Его страшит «гордость ума», культ наук, которые хвастаются своими победами над природой – и над природой человека в том числе. Железные дороги, вольная печать, комфорт и веселье, которые предлагают путнику европейская промышленность, европейская сытая жизнь, не по нему.
Его тянет домой – туда, где все не устоялось, не отстоялось, где реют в воздухе мятежные вопросы, где дух высок, хотя и велика бедность.
Долее чем где-либо задерживается Гоголь у Василия Андреевича Жуковского во Франкфурте-на-Майне. Старый поэт, кажется, весь погружен в старый мир. Он закончил перевод Гомеровой «Одиссеи», хочет перевести «Илиаду». Его волнуют вечные темы, ставшее уже вечным прошлое.
Гоголя тянет на настоящее. Он ездит по Европе не праздно, не от избытка денег (их у него нет), а чтоб, как он говорил, «понабраться» европейских сведений. Они нужны ему для сравнения. Сопоставив их с русскими фактами, он, как ему кажется, лучше поймет Россию.
В самый последний момент перед отъездом в Иерусалим он застает в Неаполе революцию 1847 года. Образ толпы, требующей своих прав, образ рушащейся тишины старого мира (а в Италии он искал и находил эту тишину) Гоголь увозит с собою на пароходе, отправляющемся на Восток.
Гоголь вернулся в Москву лишь осенью 1848 года. Позади были, быть может, самые трудные годы его жизни. Это были и годы болезней, душевных кризисов, годы писания и сожжения написанного, годы, когда Гоголь думал вовсе оставить поприще литературы, которое казалось ему утратившим свое значение, свою силу влияния на читателя. Но он не оставил его. В эти годы «антракта», как назвал их сам Гоголь, родилась его новая книга – книга, которая не походила ни на какие другие: поэма не поэма, роман не роман, книга без названия и без жанра, просто исповедь, с которой он решился обратиться ко всем в России – от царя до мелкого чиновника.

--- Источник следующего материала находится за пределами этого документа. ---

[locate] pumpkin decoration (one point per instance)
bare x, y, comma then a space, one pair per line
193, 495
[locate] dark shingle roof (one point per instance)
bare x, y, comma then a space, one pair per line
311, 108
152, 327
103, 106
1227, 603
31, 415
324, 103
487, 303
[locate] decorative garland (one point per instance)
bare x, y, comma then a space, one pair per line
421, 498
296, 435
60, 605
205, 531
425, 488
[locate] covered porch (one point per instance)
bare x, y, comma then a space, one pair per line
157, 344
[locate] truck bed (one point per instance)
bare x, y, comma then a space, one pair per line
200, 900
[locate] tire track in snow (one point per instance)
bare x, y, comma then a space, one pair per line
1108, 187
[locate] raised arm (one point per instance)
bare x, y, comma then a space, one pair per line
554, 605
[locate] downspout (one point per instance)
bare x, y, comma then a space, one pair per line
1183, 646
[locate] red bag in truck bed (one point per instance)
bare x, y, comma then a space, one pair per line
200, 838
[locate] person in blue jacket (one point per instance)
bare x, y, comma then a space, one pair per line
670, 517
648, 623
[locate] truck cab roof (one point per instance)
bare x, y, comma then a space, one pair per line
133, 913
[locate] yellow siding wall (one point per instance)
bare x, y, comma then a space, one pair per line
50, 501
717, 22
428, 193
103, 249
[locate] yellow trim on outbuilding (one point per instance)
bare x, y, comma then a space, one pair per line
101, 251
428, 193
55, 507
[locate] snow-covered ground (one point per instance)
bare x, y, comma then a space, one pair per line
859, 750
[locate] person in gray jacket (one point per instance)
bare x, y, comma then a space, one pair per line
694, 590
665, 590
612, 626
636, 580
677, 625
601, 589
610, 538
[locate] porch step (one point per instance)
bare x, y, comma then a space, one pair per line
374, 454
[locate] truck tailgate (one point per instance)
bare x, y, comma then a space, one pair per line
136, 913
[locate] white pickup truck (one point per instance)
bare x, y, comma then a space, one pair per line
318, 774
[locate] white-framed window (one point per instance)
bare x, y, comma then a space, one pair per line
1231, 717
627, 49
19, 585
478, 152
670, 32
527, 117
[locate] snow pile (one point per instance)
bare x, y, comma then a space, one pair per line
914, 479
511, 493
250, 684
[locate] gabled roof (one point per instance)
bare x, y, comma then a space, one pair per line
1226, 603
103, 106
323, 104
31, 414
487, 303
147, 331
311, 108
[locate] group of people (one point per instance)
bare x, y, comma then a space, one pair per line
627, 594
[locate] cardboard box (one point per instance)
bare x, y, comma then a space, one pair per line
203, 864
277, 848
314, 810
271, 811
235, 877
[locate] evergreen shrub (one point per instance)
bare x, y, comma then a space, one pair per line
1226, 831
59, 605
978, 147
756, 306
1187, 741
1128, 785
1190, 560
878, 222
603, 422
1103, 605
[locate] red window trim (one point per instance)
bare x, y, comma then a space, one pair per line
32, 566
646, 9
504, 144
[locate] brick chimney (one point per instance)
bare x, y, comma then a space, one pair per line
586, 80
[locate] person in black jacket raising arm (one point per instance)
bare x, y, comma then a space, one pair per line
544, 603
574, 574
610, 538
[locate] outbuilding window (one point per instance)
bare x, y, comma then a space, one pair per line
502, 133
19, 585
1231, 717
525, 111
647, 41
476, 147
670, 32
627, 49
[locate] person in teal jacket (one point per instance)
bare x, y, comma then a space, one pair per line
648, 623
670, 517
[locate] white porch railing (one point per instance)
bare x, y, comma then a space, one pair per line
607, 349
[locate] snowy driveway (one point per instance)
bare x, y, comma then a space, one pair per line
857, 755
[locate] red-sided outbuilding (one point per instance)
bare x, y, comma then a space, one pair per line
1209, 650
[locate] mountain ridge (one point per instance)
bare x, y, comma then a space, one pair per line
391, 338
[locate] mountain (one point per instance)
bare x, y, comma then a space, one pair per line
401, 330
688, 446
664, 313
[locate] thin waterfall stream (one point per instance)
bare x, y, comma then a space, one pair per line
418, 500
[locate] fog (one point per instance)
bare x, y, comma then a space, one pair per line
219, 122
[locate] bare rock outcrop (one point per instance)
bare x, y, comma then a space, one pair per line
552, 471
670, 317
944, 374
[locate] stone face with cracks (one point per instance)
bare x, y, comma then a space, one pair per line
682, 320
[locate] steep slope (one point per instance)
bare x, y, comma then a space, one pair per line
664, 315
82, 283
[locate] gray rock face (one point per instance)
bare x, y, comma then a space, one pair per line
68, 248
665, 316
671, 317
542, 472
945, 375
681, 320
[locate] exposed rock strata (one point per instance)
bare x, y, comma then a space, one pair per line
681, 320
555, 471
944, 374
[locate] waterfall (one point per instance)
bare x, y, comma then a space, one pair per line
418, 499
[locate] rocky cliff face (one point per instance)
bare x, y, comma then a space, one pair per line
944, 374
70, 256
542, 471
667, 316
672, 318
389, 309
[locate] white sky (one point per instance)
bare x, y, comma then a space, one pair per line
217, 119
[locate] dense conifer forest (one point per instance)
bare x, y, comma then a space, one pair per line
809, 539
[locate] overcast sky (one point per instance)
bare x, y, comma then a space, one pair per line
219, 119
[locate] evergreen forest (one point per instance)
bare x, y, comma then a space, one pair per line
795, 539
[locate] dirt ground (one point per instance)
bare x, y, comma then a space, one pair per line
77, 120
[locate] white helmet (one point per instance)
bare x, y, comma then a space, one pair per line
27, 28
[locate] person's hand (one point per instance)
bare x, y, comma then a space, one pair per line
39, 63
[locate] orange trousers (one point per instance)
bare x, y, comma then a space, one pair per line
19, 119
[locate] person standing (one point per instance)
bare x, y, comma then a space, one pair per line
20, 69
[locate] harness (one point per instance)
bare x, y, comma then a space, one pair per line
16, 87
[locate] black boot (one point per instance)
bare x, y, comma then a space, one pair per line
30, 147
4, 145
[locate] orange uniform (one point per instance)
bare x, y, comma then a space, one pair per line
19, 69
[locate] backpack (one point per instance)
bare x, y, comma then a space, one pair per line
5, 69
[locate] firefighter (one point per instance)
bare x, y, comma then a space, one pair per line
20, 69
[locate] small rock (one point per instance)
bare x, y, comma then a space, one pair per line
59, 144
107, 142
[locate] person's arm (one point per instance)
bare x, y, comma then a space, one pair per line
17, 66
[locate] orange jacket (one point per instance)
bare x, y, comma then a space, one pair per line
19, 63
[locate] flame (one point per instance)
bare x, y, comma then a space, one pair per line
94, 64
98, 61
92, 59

Это были «Выбранные места из переписки с друзьями».
В 1845 году он в минуты болезни и, как ему казалось, близости смерти сжег написанные главы второго тома поэмы и «нацарапал завещание». Потом это завещание в качестве предисловия появилось в «Выбранных местах из переписки с друзьями». Тогда-то и начал он подумывать о какой-то особенной книге, о «прощальной повести», которая должна была стать повестью не в обычном смысле слова, а повестью его писательства, его жизни, повестью его душевной исповеди. Так образовывалась идея «Выбранных мест».
Гоголь составил эту книгу из писем, которые он писал друзьям и копии которых имел привычку оставлять у себя в портфеле. Иногда это были не копии, а черновики, потому что Гоголь любил отсылать своим адресатам текст, переписанный им самим и не содержащий никаких помарок. А бывало, что писал он небрежно, спустя рукава, с помарками и кляксами, но – очень близким людям, родным, приятелям. Там, где его перо сворачивало на серьезные вопросы, где задевалось нечто важное для Гоголя, он переписывал. Переписывал и черновик откладывал. Для этого у него существовали специальные конверты, которые он метил именем адресата. Иногда ему приходила мысль продолжить письмо, завершить недосказанное в нем и обратить его уже не к конкретному человеку, а к читателю – так по привычке действовал в нем писатель.
Адресатами Гоголя были: Александра Осиповна Смирнова-Россет, Петр Александрович Плетнев (ректор Петербургского университета и издатель «Современника»), Василий Андреевич Жуковский, Николай Михайлович Языков, Александр Петрович Толстой – бывший тверской губернатор, с которым Гоголь познакомился в Париже.